I said casually: "I invite you to eat: steamed bear's paws, steamed deer tails......."Burnt flowers disturb ducks, roast chicks, roast geese ......”
A colleague interrupted me and said, "I haven't heard of a lot of what you're talking about, and it's not practical. Something practical".
At that time, there were seven or eight people sitting on both sides of the assembly line. I knew a little embarrassed when I was sure none of them knew I was talking about the filling mouth in "Announcing the Name of the Dish."
A literary friend once told me that she once asked a colleague to play badminton after work. As a result, her colleagues all looked at her again and again, and none of them agreed. Later, I learned that my colleagues were free to go shopping or play mahjong. And she also seems a little lonely in the workshop, is she unsociable?

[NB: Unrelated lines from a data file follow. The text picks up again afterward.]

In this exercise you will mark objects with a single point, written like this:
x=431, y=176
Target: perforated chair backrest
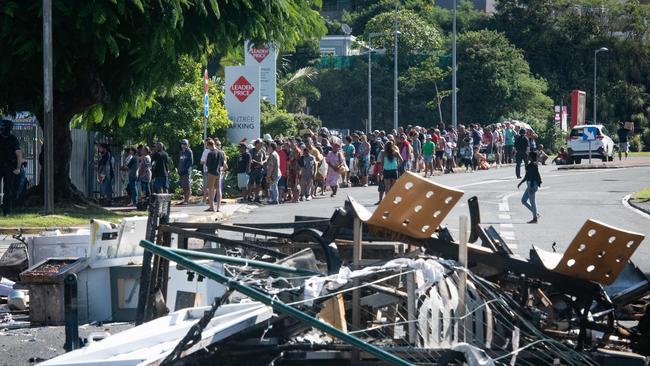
x=598, y=252
x=415, y=206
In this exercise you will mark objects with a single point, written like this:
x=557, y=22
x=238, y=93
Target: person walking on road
x=144, y=172
x=131, y=168
x=509, y=135
x=214, y=162
x=623, y=141
x=160, y=169
x=185, y=162
x=533, y=181
x=335, y=161
x=105, y=172
x=521, y=148
x=390, y=159
x=243, y=167
x=273, y=173
x=10, y=161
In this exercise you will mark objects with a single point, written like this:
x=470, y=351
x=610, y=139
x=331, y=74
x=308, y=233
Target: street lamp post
x=370, y=37
x=395, y=98
x=48, y=114
x=454, y=100
x=602, y=49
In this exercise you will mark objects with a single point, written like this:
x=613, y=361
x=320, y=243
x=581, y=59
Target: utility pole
x=395, y=117
x=370, y=37
x=602, y=49
x=454, y=100
x=48, y=116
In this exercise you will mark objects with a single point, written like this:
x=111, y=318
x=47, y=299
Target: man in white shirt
x=204, y=158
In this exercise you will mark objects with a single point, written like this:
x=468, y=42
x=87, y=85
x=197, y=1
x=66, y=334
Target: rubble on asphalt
x=390, y=286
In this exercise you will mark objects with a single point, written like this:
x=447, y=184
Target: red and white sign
x=263, y=57
x=241, y=89
x=206, y=79
x=259, y=54
x=242, y=100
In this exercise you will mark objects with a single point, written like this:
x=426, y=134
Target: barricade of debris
x=392, y=286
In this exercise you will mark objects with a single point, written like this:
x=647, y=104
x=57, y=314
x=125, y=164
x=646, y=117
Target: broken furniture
x=406, y=308
x=152, y=342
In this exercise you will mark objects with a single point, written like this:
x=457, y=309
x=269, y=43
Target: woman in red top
x=488, y=140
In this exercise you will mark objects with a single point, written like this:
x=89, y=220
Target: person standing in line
x=406, y=152
x=293, y=171
x=144, y=171
x=185, y=163
x=204, y=169
x=132, y=174
x=307, y=164
x=363, y=160
x=390, y=159
x=623, y=141
x=160, y=169
x=499, y=140
x=283, y=155
x=213, y=162
x=440, y=149
x=105, y=172
x=533, y=181
x=509, y=135
x=417, y=151
x=522, y=149
x=427, y=151
x=273, y=173
x=243, y=168
x=222, y=170
x=258, y=159
x=349, y=151
x=11, y=157
x=335, y=161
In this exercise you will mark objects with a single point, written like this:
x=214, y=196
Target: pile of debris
x=392, y=286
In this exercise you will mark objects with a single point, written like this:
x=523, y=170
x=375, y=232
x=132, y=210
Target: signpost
x=263, y=57
x=242, y=99
x=206, y=107
x=589, y=134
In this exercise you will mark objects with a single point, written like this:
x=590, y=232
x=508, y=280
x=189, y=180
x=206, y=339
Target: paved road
x=566, y=200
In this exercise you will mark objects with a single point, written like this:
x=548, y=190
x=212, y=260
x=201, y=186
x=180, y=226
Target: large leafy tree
x=111, y=57
x=495, y=81
x=177, y=113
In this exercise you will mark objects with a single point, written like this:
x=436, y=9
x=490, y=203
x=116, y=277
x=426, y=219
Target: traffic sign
x=589, y=134
x=206, y=105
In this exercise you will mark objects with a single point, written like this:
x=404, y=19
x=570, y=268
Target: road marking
x=484, y=182
x=627, y=204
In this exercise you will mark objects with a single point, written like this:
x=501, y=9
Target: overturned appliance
x=385, y=286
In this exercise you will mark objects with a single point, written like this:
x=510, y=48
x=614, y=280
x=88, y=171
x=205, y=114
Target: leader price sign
x=264, y=57
x=242, y=97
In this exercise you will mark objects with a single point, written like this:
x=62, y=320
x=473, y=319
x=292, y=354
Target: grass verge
x=64, y=216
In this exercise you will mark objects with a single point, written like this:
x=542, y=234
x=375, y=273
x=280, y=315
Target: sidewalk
x=631, y=162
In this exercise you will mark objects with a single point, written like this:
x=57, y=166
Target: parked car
x=601, y=148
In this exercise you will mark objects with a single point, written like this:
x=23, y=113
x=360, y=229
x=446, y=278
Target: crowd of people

I also joked with her, and said that I don't know it, but you are very high? She said, of course not. I explained to her: Because of different hobbies, the three views do not coincide, and I can't think of them together, I can't talk about them together, and naturally I can't play together.
After this time, I really understood what she meant by loneliness.
Let my colleagues treat me as depressed.
-
Summary. Hello dear, depressed people basically have a phobia of communication and like to talk to you about ideas, which means that you are worthy of his trust. I've made you the person to talk to.
A colleague who has been depressed always likes to talk to me about what he thinks.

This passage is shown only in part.